Si esa empresa decide despedir a un empleado con cinco años de antigüedad -es decir, debe afrontar una indemnización equivalente a cinco sueldos- necesitará acumular durante diez meses completos el aporte de los 20 salarios para reunir ese monto. ¿Y qué ocurre si la crisis aprieta en el tercer mes? ¿Rige el viejo sistema? ¿Se combina uno con otro? ¿Queda la empresa atrapada entre un régimen que se va y otro que todavía no puede funcionar?
“En principio no cubrirá a los trabajadores ingresados antes de la promulgación de la reforma hasta que no haya acumulación suficiente“, admitió De Diego. “No está previsto el FAL para los contratados con 20 años de antigüedad, sino para los nuevos trabajadores”.
Los empresarios deberán tomar sus recaudos. Sin embargo, el propio diseño deja abierta una puerta a futuro. “En el tiempo se podrá ir incorporando a las personas que tienen antigüedad anterior a la ley porque el fondo va a tener fluidez y los fondos los van a permitir”, sostuvo De Diego, que agregó que “todo eso estará en la reglamentación” y que “en el mediano plazo deberían estar incluido todos los trabajadores para cobrar los despidos”.
El FAL promete previsibilidad a futuro, pero genera una transición que por ahora no está demasiado clara. Durante meses -o años, según el tamaño de la empresa y su nivel salarial- las compañías estarán obligadas a aportar sin poder usar el instrumento. Un sistema de capitalización que no cubre urgencias inmediatas.
Desde la óptica del trabajador, el esquema también tiene un ángulo distinto. “El trabajador tiene la ventaja de que va a cobrar siempre la indemnización, porque el fondo está en alguien ajeno al empleador. Ahora si una Pyme cierra no tienen manera de cobrar indemnización y de esta otra manera sí”, explicó De Diego.
Qué dice el artículo 58
El artículo 58 crea formalmente los FAL y les fija un destino excluyente: pagar indemnizaciones por despido, preaviso, integración y demás compensaciones previstas en la Ley de Contrato de Trabajo y estatutos especiales del sector privado, incluido el régimen agrario.
La obligación del empleador de pagar una indemnización equivalente a los años trabajados sigue intacta, aunque sin tomar como base el aguinaldo, vacaciones y otras cargas.
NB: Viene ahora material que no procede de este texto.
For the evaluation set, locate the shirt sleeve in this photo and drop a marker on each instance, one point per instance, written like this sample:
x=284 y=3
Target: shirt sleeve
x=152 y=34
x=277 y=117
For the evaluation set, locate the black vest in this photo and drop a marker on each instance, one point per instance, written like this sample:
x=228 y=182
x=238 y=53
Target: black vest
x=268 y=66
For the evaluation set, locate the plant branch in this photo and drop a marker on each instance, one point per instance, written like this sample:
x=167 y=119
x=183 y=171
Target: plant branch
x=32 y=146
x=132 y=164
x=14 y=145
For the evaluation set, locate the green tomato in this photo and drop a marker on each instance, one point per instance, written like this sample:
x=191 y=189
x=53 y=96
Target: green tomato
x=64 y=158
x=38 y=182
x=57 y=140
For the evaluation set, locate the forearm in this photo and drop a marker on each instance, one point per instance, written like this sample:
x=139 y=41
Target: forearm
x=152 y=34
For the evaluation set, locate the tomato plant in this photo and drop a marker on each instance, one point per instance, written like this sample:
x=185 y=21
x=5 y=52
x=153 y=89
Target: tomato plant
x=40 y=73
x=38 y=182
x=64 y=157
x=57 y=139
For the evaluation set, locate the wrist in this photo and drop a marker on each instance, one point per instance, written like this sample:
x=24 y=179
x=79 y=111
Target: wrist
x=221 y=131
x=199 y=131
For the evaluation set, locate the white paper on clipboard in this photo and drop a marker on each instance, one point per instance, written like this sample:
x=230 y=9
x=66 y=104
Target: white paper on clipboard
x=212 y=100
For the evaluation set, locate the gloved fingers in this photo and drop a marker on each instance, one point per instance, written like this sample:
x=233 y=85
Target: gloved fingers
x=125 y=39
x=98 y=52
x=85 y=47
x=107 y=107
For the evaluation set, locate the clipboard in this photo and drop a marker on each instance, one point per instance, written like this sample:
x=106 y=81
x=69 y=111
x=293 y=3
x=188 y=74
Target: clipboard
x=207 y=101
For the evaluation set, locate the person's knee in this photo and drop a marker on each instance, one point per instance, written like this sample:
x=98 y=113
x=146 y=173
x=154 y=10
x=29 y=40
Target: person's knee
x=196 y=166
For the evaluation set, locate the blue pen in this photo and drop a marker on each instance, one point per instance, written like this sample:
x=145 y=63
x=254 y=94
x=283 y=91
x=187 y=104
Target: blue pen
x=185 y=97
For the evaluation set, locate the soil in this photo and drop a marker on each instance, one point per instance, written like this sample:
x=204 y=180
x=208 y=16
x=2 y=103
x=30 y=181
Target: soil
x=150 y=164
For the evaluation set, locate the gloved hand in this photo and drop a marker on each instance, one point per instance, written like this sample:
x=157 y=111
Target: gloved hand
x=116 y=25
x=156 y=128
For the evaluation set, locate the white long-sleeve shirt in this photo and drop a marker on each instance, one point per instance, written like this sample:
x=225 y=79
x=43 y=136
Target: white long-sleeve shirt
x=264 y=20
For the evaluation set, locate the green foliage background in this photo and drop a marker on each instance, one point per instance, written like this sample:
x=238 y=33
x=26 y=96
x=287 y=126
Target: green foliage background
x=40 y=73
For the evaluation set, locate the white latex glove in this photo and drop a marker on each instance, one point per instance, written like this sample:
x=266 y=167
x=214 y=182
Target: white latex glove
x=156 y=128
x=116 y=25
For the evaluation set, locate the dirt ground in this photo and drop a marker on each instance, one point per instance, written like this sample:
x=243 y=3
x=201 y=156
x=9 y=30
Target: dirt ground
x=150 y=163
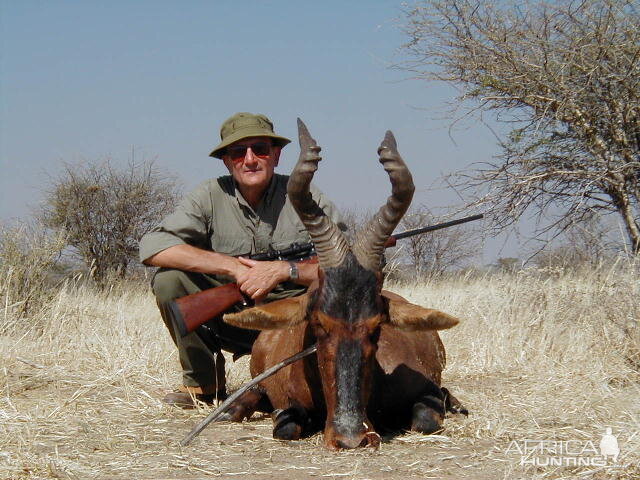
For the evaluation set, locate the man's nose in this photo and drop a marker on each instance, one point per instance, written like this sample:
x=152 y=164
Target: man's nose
x=249 y=157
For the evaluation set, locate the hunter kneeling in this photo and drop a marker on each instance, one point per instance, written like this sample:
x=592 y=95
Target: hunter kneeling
x=205 y=243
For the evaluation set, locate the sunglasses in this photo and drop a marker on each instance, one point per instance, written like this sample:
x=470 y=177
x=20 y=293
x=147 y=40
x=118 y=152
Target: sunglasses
x=259 y=149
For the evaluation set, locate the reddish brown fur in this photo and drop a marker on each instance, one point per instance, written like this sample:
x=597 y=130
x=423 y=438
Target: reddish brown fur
x=407 y=366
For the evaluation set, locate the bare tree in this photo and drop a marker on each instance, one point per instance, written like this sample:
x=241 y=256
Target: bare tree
x=434 y=253
x=104 y=210
x=564 y=77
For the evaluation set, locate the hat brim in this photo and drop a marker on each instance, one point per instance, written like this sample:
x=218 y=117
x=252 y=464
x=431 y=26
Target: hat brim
x=240 y=135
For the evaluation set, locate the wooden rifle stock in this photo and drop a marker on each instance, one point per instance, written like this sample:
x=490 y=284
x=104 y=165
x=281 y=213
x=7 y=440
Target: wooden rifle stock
x=193 y=310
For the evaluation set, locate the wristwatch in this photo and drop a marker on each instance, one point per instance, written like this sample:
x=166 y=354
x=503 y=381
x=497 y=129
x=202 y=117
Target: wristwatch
x=293 y=271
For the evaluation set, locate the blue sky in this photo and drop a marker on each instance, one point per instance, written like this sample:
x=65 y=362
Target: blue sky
x=83 y=80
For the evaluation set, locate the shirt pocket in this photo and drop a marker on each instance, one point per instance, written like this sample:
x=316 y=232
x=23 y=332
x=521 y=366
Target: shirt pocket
x=231 y=244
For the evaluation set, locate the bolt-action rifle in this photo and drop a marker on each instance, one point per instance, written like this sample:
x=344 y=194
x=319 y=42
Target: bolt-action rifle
x=191 y=311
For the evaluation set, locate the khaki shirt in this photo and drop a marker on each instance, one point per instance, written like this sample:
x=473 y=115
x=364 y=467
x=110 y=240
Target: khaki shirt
x=215 y=216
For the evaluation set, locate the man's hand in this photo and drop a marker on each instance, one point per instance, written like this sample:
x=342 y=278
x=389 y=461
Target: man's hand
x=261 y=277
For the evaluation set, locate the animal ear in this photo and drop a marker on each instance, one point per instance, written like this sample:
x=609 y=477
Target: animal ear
x=271 y=316
x=407 y=316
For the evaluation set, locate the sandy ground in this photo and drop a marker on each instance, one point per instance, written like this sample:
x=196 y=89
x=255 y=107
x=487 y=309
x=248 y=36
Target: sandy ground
x=542 y=358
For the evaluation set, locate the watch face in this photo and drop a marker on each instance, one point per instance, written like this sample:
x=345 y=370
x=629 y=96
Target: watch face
x=293 y=271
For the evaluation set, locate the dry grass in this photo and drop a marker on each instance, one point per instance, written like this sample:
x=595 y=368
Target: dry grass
x=550 y=356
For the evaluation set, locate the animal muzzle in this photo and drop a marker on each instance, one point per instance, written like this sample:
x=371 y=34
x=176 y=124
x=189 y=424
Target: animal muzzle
x=365 y=437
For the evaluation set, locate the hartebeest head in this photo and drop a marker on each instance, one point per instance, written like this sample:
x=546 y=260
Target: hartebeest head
x=346 y=311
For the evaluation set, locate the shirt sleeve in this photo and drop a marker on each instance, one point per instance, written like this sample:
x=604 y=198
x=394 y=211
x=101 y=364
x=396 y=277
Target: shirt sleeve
x=190 y=224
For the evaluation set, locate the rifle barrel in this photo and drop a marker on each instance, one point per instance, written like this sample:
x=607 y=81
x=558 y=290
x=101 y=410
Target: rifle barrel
x=431 y=228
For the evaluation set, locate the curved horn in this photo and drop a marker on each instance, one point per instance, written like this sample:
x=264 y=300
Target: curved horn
x=330 y=244
x=369 y=244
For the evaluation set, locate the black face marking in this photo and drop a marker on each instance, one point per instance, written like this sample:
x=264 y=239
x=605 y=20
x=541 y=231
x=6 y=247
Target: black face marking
x=350 y=292
x=349 y=413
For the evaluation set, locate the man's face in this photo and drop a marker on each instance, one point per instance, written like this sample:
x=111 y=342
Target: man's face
x=251 y=161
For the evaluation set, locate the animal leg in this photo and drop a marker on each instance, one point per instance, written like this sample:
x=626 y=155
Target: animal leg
x=253 y=400
x=452 y=404
x=428 y=414
x=289 y=424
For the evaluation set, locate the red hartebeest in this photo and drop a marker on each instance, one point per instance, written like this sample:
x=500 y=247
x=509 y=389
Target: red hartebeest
x=379 y=358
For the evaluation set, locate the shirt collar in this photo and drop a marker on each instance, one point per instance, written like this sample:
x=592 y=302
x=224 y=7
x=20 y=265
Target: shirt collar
x=267 y=196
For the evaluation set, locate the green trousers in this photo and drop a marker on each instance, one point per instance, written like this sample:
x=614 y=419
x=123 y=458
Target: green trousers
x=200 y=351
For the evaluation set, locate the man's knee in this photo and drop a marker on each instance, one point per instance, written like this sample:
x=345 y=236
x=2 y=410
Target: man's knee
x=168 y=284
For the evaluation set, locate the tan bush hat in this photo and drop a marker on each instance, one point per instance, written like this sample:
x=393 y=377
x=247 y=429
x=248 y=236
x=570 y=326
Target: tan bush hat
x=244 y=125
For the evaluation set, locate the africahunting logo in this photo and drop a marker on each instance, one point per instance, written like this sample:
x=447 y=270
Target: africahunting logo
x=567 y=453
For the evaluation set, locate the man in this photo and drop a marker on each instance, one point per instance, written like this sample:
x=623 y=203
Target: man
x=204 y=244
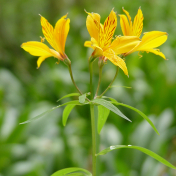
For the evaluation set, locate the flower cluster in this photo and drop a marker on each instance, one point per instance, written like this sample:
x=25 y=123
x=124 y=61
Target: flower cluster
x=102 y=42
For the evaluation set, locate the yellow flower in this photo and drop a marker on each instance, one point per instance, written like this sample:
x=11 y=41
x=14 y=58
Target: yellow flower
x=149 y=42
x=56 y=37
x=101 y=39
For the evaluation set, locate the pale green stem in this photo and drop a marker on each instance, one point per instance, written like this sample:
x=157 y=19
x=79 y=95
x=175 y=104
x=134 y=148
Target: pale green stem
x=93 y=126
x=71 y=75
x=117 y=70
x=99 y=81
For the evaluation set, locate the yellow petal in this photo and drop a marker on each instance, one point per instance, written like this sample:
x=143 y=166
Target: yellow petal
x=93 y=25
x=88 y=44
x=151 y=40
x=157 y=52
x=124 y=25
x=138 y=23
x=124 y=44
x=60 y=33
x=37 y=48
x=40 y=60
x=48 y=32
x=128 y=15
x=116 y=60
x=110 y=25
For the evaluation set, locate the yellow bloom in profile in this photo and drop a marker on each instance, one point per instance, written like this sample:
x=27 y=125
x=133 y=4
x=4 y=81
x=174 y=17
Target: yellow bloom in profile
x=150 y=41
x=56 y=37
x=101 y=39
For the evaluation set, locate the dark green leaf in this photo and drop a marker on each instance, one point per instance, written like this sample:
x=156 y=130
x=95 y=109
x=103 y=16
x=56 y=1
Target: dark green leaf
x=144 y=150
x=66 y=113
x=76 y=102
x=111 y=107
x=69 y=95
x=136 y=110
x=102 y=117
x=73 y=171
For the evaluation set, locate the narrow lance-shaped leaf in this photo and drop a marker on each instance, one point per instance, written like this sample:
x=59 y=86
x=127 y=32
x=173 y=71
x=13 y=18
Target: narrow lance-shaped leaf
x=144 y=150
x=73 y=171
x=136 y=110
x=103 y=114
x=111 y=107
x=69 y=95
x=66 y=113
x=76 y=102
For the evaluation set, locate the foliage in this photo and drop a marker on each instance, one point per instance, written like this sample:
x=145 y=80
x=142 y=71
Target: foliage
x=42 y=147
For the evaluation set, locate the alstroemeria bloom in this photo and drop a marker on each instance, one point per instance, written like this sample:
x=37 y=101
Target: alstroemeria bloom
x=150 y=41
x=101 y=39
x=56 y=37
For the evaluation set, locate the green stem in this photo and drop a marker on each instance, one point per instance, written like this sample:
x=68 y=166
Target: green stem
x=117 y=70
x=93 y=126
x=99 y=81
x=71 y=75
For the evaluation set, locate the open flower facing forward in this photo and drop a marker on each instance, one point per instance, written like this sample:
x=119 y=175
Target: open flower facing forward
x=101 y=39
x=56 y=37
x=150 y=41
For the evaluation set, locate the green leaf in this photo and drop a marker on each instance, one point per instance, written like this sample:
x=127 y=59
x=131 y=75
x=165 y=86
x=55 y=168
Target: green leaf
x=144 y=150
x=76 y=102
x=66 y=113
x=82 y=97
x=72 y=171
x=111 y=107
x=69 y=95
x=136 y=110
x=122 y=86
x=103 y=114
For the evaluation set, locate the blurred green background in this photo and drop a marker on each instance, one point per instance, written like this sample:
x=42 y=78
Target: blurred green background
x=44 y=146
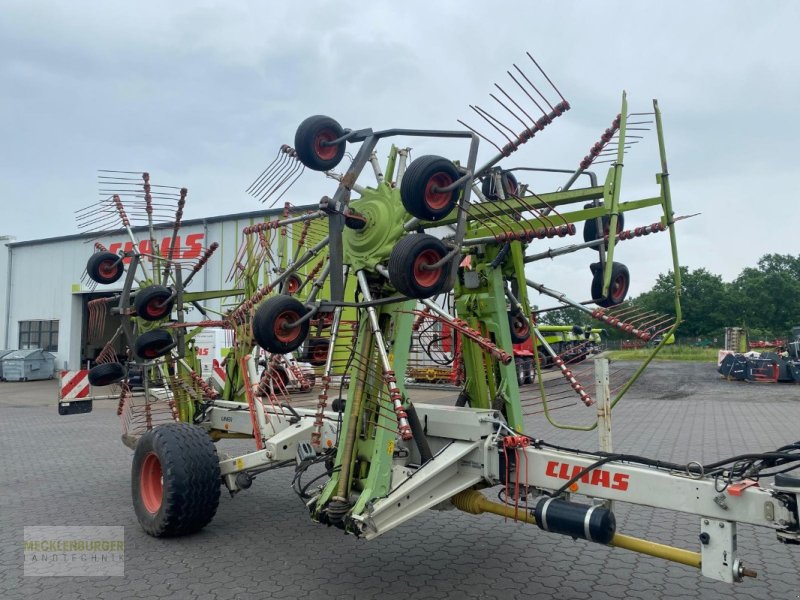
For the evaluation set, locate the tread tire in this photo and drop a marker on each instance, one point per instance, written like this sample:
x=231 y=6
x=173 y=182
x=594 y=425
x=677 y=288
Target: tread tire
x=402 y=261
x=270 y=314
x=190 y=479
x=104 y=268
x=307 y=140
x=147 y=300
x=417 y=197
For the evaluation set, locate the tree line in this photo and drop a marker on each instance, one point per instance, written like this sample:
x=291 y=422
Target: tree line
x=765 y=299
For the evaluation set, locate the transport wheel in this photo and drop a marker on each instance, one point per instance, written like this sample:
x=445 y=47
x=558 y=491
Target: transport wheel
x=270 y=324
x=520 y=331
x=590 y=232
x=106 y=374
x=510 y=186
x=104 y=267
x=617 y=291
x=418 y=190
x=292 y=284
x=153 y=302
x=311 y=143
x=175 y=480
x=407 y=261
x=153 y=344
x=317 y=353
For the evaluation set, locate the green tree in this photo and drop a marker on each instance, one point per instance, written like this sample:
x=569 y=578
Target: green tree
x=769 y=295
x=707 y=302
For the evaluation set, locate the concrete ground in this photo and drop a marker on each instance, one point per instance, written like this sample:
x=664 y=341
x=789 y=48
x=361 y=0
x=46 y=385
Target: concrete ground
x=73 y=470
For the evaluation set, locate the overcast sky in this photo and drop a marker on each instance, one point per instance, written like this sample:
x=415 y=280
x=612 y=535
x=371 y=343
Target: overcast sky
x=202 y=94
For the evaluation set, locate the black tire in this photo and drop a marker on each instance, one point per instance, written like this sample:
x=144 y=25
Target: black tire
x=317 y=351
x=406 y=261
x=510 y=186
x=520 y=330
x=153 y=303
x=419 y=180
x=175 y=480
x=617 y=291
x=153 y=344
x=104 y=267
x=309 y=139
x=590 y=232
x=269 y=320
x=106 y=374
x=292 y=284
El fondo no reduce derechos, solo funciona en teoría como herramienta financiera para afrontarlos. El FAL solo podrá cubrir a trabajadores registrados con al menos 12 meses de antigüedad al momento de la extinción del vínculo. Y bajo ningún concepto cubrirá empleo no registrado.
También excluye expresamente a los trabajadores de la construcción y al personal de casas particulares, que seguirán bajo sus regímenes específicos.
El artículo 58 diseña un fondo para ayudar a pagar indemnizaciones, pero no libera al empleador de su responsabilidad, no cubre trabajo informal y exige un año mínimo de registración.